This issue mentions that api.machines.dev is publicly accessible (and I’ve confirmed it works), but the official docs still say “The Machines API endpoint requires a connection to your Fly private network”.
Is api.machines.dev stable and safe to use?
This probably refers to the Machines GraphQL endpoint: Public API for launching containers? - #2 by lubien
Overall, Machines (aka Fly Apps v2) themselves are in-preview for the most part, but yes, I’d expect this API to be “stable” as in “open for business”.
Yes it is. We haven’t decided how we’re going to document the difference yet, but the endpoint is just fine to use.
Note that it’s a proxy service between you and the internal machines API endpoint.

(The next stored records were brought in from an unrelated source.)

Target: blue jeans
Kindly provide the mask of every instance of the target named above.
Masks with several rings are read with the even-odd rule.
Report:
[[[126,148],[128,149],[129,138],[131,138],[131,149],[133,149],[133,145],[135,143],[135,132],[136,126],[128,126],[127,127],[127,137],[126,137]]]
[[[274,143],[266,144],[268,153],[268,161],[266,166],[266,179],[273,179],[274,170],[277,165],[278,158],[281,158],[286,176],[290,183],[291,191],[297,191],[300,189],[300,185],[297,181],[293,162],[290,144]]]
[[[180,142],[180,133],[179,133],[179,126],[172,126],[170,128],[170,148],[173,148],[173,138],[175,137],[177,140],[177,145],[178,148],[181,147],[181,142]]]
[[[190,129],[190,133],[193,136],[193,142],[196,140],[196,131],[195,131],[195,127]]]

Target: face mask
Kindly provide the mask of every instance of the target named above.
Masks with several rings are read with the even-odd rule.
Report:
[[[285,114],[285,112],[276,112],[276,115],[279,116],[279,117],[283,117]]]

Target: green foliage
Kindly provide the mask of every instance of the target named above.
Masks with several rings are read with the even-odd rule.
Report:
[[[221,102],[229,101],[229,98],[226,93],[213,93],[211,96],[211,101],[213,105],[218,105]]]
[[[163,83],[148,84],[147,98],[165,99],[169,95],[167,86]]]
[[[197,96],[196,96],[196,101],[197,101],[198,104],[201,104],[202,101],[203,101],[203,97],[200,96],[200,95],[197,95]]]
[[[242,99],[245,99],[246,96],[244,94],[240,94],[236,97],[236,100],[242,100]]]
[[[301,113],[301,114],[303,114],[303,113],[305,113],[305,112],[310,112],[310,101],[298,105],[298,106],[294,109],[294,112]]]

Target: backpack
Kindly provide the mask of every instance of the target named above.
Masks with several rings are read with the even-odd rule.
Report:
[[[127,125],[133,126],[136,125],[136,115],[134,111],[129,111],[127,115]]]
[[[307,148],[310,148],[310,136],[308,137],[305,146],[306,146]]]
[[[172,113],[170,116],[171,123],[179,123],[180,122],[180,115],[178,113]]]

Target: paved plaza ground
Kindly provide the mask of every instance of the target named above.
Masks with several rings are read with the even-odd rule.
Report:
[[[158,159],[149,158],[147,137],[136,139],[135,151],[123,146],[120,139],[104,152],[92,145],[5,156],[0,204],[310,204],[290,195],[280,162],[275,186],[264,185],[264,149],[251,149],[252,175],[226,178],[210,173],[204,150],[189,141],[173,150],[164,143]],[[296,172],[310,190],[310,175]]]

So there’s one more moving part. It should be low maintenance, but the internal endpoint is best for maximum reliability.
Got it, thanks!
Funnily, the reason we’re trying to use this is to improve reliability Dumping some context in case it is useful:
We’re testing fly.io with an application that spins up fly apps/machines based on user requests. We have 10% of our traffic pointed to fly while we test it out. Our API usage volume currently looks like this:
- ~50 requests/day to create apps/machines
- ~200 requests/day to start stopped machines
- ~50 requests/day to delete apps
The application that triggers these calls isn’t hosted on Fly, so it needs to reach the machines API from outside Fly.
Even with volume this low, we’ve been seeing a 5-10% error rate in API calls. Sometime it’s a read timeout, sometimes an open timeout. Sometimes even straight up 500s, but those aren’t very common. We do retry errors a few times (the 10% number is in spite of our retry logic). We aren’t re-using HTTP connections.
Initially, I thought the reliability issues were because we were using the proxy offered by
flyctl, which isn’t intended for production use. So I switched to hosting a simple Caddy instance inside our organization instead. That doesn’t seem to have made much of a dent. I also tried upgrading the Caddy instance from using the shared tier to dedicated, that didn’t help either.
I’m pretty confident the HTTP reliability problems aren’t related to the application making the requests, because 90% of our traffic still uses self-hosted Nomad instances (roughly the same number of outgoing API calls), and we’ve consistently seen a ~0% error rate there.
I found one related post that mentions timeouts with the Machines API: Fly.io Machines Proxy Timeout - #5 by ignoramous.
I was hoping that switching to api.machines.dev would help with these problems. I’ll give it a whirl and report back on what I find!
The api.machines.dev endpoint is effectively the same as your Caddy instance.
Can you share a 500 you got from the API endpoint directly? Also more details on API timeouts would be great. These should not be happening so the more you can tell us, the more we can investigate.
We’ll need to know which specific API calls you are making and which regions you’re doing it from, too.
The 500s are far and few, here are some examples:
01GGF9Z5HJP3QWZ2HV1A1H08HS-iad: Oct 28, 2022 1:44:49 PM BST
01GGFAY1NW1GM3NP8WV21G8MYF-iad: Oct 28, 2022 2:01:41 PM BST
- … more
Actually, looks like all the 500s coincide with the downtime incident on Oct 28, so that explains it.
I’ll gather more data on the timeouts and post soon